It's gonna get sappy up in here.
There’s not a lot shit I won’t try when it comes to skin care.
As soon as my mammoth oozing zits, furious blackheads and tiny wrinkles began to coexist (a period I call The Fall), I took up my yoke and began the hunt. I purchased every wash, tincture and treatment known to man in a furious bid to retake control over my pores.
I am not alone in this. I know scads of ladies who are all about extreme measures when it comes to keeping their face-meat blemish-free, eternally youthful, and loads of other garbage. Exhibit this article about Fire Facials.
I discreetly checked the immediate area surrounding my desk before clicking on that one, because I was like, privately hopeful slash suspicious that I was about to get the drop on the latest in sexual kinkery.
Sadly (?) that was not the case. Rather than a salacious pictorial involving bullet-pointed tips about not burning your wiener off, I was presented with the "latest" trend in boutique facials. The fire facial is exactly what it sounds like -- YOU SET FIRE TO YOUR FACE, or at least a towel soaked in alcohol that rests atop your face. Clearly, this eliminates sagging skin and wrinkles.
I guess I should have been shocked -- “ALACK, WHAT ARE WE WOMEN DRIVEN TO IN OUR PURSUIT OF PERFECTION, ETCETERA, RAGE, ETCETERA CATHY CARTOONS ETCETERA CATS ETCETERA” -- but instead I was more “meh."
Truthfully, building a small fire on one’s face to kill a dead layer of skin seemed almost...logical. What I’m saying is I was basically Amy Jellicoe in "Enlightened" all being like “BURN IT TO THE GROUND” but instead of an evil corporation that had wronged me, I was talking about my face.
I guess it’s no small wonder considering the number of asinine things I have done to my moneymaker in the hunt for beautiful. Here are just the top 5:
1.) Got High And Stuck Several Candies To My Face
So there I was, 19 years old and incapable of maintaining any hair color for longer than eight days. I wore more powder than Powder, and once, after getting so high that blinking took real thought, I passed out on my bed and woke in the middle of the night to discover that I had snoozed mid-lollipop noms and wound up with the sticky treat adhered to my face.
In the bathroom, after peeling it off, I notice the skin where it had adhered seemed dewy and fresh. Still prodigiously baked, it seemed only logical to take all the candy I could find and stick it to my face with spit.

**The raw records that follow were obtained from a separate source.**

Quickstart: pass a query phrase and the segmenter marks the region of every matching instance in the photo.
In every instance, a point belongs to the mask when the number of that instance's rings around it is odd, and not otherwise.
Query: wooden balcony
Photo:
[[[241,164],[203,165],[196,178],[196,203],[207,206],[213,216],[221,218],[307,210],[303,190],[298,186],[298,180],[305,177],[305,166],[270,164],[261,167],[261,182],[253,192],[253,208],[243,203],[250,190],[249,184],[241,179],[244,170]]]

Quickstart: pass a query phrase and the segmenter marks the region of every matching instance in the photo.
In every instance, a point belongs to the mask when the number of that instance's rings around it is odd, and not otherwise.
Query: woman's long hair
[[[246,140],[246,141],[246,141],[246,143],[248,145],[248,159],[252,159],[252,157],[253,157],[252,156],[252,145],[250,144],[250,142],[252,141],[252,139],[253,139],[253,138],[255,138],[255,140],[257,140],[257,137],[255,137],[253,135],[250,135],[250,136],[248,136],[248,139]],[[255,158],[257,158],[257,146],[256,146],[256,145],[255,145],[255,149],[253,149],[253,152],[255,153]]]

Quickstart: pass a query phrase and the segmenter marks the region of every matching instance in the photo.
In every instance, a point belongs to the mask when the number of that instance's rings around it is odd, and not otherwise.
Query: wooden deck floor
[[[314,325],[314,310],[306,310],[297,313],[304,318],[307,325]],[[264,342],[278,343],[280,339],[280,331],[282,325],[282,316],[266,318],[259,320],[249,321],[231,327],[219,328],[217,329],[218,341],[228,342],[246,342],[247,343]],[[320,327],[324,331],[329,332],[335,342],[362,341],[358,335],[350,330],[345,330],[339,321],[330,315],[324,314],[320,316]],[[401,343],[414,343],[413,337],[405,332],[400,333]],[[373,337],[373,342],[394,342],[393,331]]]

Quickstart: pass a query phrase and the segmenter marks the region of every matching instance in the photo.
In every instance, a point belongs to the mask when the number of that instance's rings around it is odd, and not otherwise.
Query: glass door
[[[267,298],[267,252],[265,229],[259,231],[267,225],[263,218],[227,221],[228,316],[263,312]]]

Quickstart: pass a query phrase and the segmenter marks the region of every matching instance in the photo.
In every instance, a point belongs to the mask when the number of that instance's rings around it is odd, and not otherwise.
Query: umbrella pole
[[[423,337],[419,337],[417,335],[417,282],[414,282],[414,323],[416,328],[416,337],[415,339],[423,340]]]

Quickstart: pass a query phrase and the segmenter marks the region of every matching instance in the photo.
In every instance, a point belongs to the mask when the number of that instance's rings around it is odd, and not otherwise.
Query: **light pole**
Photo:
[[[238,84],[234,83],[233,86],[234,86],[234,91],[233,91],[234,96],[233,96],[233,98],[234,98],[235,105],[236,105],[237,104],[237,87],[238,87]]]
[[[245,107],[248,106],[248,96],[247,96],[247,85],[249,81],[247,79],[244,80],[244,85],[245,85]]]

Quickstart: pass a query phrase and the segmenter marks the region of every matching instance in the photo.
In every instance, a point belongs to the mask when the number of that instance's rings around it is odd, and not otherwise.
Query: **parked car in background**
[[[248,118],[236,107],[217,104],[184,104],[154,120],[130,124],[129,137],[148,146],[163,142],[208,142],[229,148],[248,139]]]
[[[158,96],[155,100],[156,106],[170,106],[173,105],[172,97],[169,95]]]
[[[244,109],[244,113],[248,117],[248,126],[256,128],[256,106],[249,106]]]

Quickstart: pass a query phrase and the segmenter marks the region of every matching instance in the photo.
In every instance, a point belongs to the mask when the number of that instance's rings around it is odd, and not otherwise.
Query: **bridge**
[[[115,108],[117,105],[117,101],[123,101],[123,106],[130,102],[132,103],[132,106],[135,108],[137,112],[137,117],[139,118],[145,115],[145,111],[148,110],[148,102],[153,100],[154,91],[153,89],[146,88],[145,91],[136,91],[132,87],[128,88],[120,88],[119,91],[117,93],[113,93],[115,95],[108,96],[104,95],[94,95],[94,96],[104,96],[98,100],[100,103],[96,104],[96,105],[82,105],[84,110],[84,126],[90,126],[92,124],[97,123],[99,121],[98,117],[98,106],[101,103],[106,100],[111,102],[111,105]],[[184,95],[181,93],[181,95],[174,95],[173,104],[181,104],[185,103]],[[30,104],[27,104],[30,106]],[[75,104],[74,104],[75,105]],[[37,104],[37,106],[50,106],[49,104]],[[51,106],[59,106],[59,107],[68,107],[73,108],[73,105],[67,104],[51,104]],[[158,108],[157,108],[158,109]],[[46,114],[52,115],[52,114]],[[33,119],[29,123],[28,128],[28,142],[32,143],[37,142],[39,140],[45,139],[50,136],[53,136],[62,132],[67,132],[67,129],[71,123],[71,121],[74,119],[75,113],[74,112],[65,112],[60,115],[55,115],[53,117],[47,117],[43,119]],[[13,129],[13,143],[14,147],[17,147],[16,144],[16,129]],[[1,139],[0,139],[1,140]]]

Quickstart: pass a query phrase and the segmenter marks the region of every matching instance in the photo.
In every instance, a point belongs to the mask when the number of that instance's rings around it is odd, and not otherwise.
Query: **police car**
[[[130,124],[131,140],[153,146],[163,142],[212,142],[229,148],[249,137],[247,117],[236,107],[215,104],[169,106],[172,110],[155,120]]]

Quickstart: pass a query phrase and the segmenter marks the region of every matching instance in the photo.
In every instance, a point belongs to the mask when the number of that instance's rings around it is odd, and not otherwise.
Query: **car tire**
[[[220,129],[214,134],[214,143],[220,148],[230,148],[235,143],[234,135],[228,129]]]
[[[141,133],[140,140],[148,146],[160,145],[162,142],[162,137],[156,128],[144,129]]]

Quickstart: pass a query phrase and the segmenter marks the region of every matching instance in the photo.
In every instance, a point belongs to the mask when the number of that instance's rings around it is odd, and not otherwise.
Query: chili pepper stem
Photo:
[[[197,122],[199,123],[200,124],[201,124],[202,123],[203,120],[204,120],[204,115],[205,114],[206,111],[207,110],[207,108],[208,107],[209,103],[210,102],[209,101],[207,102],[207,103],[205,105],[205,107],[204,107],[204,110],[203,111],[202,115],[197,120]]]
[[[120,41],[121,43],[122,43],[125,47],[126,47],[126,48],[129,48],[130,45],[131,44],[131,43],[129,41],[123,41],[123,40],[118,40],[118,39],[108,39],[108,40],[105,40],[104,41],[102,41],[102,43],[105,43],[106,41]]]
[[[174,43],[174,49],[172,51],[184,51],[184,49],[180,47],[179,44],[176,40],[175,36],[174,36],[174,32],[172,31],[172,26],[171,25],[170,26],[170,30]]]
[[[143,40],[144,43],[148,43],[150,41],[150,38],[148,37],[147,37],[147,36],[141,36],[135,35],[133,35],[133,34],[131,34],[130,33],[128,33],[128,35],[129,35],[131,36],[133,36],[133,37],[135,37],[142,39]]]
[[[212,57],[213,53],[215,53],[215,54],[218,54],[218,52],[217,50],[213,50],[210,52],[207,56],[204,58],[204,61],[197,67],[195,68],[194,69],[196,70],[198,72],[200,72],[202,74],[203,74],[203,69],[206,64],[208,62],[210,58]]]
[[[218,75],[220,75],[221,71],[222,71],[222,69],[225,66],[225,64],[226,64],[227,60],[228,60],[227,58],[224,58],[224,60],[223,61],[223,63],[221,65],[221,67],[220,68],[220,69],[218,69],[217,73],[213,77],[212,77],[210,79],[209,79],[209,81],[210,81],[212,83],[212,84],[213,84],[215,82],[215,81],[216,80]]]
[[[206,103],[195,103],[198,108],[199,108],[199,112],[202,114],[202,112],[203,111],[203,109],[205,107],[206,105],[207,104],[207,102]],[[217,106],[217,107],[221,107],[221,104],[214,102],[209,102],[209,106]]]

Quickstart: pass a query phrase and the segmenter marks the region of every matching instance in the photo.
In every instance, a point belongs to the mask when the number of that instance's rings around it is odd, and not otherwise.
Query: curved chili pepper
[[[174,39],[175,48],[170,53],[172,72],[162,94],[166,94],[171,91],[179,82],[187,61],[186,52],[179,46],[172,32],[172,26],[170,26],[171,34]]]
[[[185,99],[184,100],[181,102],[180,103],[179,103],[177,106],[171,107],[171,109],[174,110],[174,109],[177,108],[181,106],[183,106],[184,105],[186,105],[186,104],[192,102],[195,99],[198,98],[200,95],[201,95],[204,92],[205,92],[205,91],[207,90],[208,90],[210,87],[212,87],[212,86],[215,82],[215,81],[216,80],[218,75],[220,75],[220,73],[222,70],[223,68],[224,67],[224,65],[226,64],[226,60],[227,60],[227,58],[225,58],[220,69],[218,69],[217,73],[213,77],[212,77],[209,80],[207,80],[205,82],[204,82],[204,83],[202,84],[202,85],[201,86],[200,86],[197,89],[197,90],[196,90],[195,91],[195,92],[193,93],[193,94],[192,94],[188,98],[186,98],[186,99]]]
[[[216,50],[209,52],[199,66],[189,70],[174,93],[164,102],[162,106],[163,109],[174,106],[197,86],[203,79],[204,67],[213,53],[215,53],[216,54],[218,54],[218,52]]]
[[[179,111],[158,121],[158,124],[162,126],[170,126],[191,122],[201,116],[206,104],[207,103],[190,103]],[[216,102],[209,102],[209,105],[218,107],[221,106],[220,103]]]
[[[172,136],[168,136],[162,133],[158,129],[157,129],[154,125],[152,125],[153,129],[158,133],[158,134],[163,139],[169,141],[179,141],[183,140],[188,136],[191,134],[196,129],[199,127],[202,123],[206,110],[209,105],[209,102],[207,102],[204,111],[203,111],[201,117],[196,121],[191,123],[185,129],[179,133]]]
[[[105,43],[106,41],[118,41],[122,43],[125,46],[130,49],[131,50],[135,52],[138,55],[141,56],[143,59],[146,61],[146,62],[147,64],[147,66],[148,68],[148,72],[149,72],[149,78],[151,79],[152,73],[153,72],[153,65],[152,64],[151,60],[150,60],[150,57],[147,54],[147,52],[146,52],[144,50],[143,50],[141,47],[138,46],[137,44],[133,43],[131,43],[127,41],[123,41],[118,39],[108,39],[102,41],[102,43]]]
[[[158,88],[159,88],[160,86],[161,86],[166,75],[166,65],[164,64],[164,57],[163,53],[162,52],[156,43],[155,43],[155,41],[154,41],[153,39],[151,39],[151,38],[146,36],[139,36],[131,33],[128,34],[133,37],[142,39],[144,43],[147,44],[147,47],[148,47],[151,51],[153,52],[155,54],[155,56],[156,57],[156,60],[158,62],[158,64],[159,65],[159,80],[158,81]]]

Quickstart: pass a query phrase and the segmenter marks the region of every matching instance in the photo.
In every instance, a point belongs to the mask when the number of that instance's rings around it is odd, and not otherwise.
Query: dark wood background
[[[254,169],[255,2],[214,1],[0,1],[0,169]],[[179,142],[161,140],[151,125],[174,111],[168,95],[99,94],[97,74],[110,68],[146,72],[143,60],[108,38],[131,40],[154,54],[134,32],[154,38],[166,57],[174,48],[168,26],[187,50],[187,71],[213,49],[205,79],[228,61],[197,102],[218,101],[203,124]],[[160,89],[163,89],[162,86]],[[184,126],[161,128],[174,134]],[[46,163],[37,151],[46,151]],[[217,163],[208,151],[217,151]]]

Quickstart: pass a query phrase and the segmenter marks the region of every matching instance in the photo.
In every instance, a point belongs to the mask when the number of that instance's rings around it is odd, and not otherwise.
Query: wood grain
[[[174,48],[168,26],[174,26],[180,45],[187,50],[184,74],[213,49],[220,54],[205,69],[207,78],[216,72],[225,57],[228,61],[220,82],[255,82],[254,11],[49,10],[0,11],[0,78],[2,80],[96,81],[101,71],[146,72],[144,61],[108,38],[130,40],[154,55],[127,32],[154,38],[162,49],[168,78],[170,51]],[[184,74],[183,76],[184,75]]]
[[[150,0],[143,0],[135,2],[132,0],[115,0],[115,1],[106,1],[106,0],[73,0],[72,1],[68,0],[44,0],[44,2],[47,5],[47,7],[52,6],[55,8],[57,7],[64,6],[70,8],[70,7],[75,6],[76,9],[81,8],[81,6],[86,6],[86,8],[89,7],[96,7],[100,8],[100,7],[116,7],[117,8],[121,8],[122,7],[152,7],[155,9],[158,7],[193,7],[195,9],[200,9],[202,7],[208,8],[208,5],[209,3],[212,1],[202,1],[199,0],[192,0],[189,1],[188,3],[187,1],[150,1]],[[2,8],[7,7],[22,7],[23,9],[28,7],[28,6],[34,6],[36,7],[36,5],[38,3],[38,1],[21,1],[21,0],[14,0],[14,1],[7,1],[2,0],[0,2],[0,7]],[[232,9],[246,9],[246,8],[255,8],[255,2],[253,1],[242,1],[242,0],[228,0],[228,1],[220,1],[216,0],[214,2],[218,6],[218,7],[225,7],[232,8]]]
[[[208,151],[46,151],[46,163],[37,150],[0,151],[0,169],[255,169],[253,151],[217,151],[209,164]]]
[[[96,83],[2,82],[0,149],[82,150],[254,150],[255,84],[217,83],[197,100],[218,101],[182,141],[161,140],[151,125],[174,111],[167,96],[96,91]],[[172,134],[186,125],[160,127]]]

The results, while inconclusive, were too shameful for me to report on the then-industry standard for advancements in cosmetics -- my LiveJournal.
2.) Expired Honey And Some Aspirins Facial
This is an oldie right? Crushing up aspirin and making a paste? Honey for exfoliation? As is often my undoing while cooking, I did not take lack of non-expired ingredients to hinder my attempts and forged onward with expired clover honey replete with toast crumbs and an Aleve I found in the emergency first aid kit in my closet. That shit made cat hair stick to my face and also gave me hives.
3.) Used a Piece of Duct Tape Instead of a Biore Strip
After once -- JOKINGLY -- saying that using a piece of strong tape would be just as effective at ripping out oozing dirt bullets from your schnoz, I decided to put my money where my mouth was and attempted this. It did not work, and also I got a friction burn on my face. Additionally having typed the words oozing dirt bullets has made me le sick to my tum.
4.) Viewed Margaret Atwood’s "The Handmaid’s Tale" As Legitimate Beauty Guide
I loved "The Handmaid’s Tale." Margaret Atwood is the best, even if when I professed my undying love for her at a book signing she said nothing nor looked me in the eye -- she is still the best. But she is not, and I think she’d agree with me here, in the business of giving beauty tips. That said, when I read about the main character hiding butter in a shoe to use later on her dry skin, I was all “that shit is crazy enough to work” and buttered my chin. I was delicious and a fool.
5.) Used Eyeglass Repair Kit As Extraction Kit Slash Accidentally Cut Off A Mole You Guys
I’m not proud of this one. If that implies I’m proud of any of these, that is also incorrect. But you know when you have those moments of just fixating on one thing in the mirror? It’s a little dysmorphic and you lose all sense of the real versus the illusory? I had that happen with a zit that had taken residence WITHIN a mole on my face.
I couldn’t quite "get it" and in a series of increasingly more desperate tactics, settled on the tiny screwdriver from my glasses kit as the perfect implement for removal. Yeah. It wasn’t. And you know what’s more noticeable than a mole-zit? A spurting, bloody hole where both mole and zit used to live.
How about you? What messed up shizz hast thou done for thy face’s sake? Share, share, share! Additionally if flammable semen is something you know about -- I will also accept those tidbits.